Identification of annotation artifacts concerning the chalcone synthase (CHS)

Bartas, Martin; Volna, Adriana; Cerven, Jiri; Pucker, Boas

doi:10.1186/s13104-023-06386-z

Research Note
Open access
Published: 20 June 2023

Identification of annotation artifacts concerning the chalcone synthase (CHS)

BMC Research Notes volume 16, Article number: 109 (2023) Cite this article

1233 Accesses
9 Altmetric
Metrics details

Abstract

Objective

Chalcone synthase (CHS) catalyzes the initial step of the flavonoid biosynthesis. The CHS encoding gene is well studied in numerous plant species. Rapidly growing sequence databases contain hundreds of CHS entries that are the result of automatic annotation. In this study, we evaluated apparent multiplication of CHS domains in CHS gene models of four plant species.

Main findings

CHS genes with an apparent triplication of the CHS domain encoding part were discovered through database searches. Such genes were found in Macadamia integrifolia, Musa balbisiana, Musa troglodytarum, and Nymphaea colorata. A manual inspection of the CHS gene models in these four species with massive RNA-seq data suggests that these gene models are the result of artificial fusions in the annotation process. While there are hundreds of seemingly correct CHS records in the databases, it is not clear why these annotation artifacts appeared.

Peer Review reports

Introduction

Flavonoids are one of the most important groups of specialized plant metabolites. Their enormous chemical diversity results in a plethora of biological functions [1]. Most noticeable are the anthocyanins which can provide blue to red coloration to flowers. Flavonoids are distributed across the whole plant kingdom. Given the visual phenotype of several flavonoids, this pathway was established as a model system for plant metabolism and transcriptional regulation [2, 3]. Today, the flavonoid biosynthesis and its regulation are among the best studied processes in plants. Numerous studies are published every year which investigate the flavonoid biosynthesis and the corresponding regulators in different plant species.

One of the best studied enzymes in the flavonoid biosynthesis pathway is the chalcone synthase (CHS). This enzyme catalyzes the first committed step of the flavonoid biosynthesis, particularly the reaction leading to the formation of the naringenin chalcone from one p-coumaroyl-CoA and three malonyl-CoA [4]. CHS belongs to the type III polyketide synthases, a larger protein family that also harbors several closely related enzymes like the stilbene synthase (STS) [5]. CHS and STS differ by only two functionally important residues which are Q166 and Q167 in the Arabidopsis thaliana CHS sequence [6]. The gene structure of CHS comprises usually two coding exons [7].

Numerous plant genomes are sequenced every year [8] and the rapid development of long read sequencing technologies enables the generation of high quality genome sequences [9]. Since an automatic annotation of all genes in the flavonoid biosynthesis and many regulators is possible [10, 11], it is feasible to perform large scale analyses of gene families acting in this pathway. Analyses at this scale are inherently prone to errors concerning individual species and sequences that require human intervention at the final interpretation step. A systematic analysis of domains in the chalcone synthase revealed an apparent triplication in several species.
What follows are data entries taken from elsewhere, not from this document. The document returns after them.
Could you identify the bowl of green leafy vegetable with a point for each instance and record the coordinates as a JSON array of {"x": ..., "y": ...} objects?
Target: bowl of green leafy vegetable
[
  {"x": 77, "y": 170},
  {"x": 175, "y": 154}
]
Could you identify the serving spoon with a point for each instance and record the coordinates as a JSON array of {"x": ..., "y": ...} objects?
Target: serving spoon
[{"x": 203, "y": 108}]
Here, we describe an investigation of several CHS gene models that appeared to encode a protein with a triplicated CHS domain. A manual inspection of multiple cases based on transcriptomic data suggests mis-annotation leading to artificially fused gene models.

Main text

Methods

Identification of sequences with potential CHS domain duplications

A BLASTp analysis with the Nymphae colorata CHS (XP_049936683.1) as query and nr (containing 545,546,009 sequences) as subject was performed through the NCBI webportal (https://blast.ncbi.nlm.nih.gov/Blast.cgi?PAGE=Proteins) on the 2nd of June 2023. The word size was set to 5 and an e-value cutoff of 10^–30 was applied. Matched sequences longer than 500 amino acid residues were manually screened for CHS domain duplications or triplications. Redundant sequences were removed from the list.
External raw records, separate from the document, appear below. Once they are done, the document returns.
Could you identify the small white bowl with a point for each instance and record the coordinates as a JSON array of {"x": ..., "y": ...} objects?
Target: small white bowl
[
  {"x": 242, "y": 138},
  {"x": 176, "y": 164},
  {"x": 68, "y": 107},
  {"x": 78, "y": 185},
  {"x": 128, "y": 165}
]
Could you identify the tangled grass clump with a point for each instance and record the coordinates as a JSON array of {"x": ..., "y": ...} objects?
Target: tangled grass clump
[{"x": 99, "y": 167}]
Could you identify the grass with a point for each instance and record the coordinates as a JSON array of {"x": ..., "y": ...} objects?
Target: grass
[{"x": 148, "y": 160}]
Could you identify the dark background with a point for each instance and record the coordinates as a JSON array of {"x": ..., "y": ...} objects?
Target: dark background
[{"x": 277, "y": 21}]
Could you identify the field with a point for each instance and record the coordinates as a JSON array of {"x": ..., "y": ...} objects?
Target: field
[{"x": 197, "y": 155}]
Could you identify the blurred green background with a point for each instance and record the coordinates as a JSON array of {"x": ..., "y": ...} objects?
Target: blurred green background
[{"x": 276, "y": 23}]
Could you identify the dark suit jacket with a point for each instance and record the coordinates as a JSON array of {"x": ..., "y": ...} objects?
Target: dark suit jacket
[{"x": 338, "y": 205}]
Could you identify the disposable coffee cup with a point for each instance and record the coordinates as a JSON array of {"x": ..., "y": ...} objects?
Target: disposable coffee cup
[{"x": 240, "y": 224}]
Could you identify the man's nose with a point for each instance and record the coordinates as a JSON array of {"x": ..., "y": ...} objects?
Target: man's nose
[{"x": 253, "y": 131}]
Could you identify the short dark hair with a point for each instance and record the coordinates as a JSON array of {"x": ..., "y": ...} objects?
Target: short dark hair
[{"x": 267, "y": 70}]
Evaluation of gene models via RNA-seq read mapping

The genome sequences and corresponding annotations of four species with apparent fusion of multiple CHS gene copies were selected for manual inspection: Musa balbisiana [12], Musa troglodytarum [13], Macadamia integrifolia [14], and Nymphaea colorata [15]. All available paired-end RNA-seq data sets of these species were retrieved from the Sequence Read Archive via fastq-dump [16] (Additional File 1 in [17]). Read pairs were aligned to the genome sequence with STAR v2.5.1b [18, 19] in 2-pass-mode using a minimal similarity of 95% and a minimal alignment length of 90% as previously described [20]. The resulting BAM files were processed with customized Python scripts [17]. All reads mapped to the locus of interest were extracted from each individual BAM file with samtools v1.15.1 [21]. These subset BAM files were merged to produce one BAM file per species that contains all reads belonging to the locus of interest (Additional File 2, Additional File 3, Additional File 4, Additional File 5 in [17]). The final BAM file was visualized with Integrative Genomics Viewer (IGV) [22].
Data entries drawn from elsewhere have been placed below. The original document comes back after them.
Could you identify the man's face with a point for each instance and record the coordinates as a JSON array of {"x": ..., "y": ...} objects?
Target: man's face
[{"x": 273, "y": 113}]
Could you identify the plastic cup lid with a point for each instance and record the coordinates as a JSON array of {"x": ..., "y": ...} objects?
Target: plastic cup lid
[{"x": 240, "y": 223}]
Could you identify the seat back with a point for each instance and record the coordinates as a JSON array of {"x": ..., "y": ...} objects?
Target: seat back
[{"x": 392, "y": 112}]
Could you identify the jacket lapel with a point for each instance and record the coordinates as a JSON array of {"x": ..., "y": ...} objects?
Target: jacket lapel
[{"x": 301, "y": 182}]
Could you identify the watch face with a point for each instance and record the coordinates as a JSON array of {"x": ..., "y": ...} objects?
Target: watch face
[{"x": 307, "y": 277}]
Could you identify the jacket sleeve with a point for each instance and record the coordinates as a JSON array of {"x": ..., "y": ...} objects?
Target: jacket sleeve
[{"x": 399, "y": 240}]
Analysis and visualization of RNA-seq read mapping coverage

A previously developed [23] Python script was applied to convert BAM files into coverage files that list the number of aligned reads per genomic position. These coverage files served as the basis for the generation of gene model-focused coverage plots [17]. These plots visualize the number of aligned reads per position around a given locus of interest. High coverage with RNA-seq reads indicates exon positions while introns are characterized by very low or no RNA-seq read coverage at all. Introns are not included in the final mRNAs and usually mostly mature mRNAs are extracted with standard RNA extraction protocols used for RNA-seq experiments.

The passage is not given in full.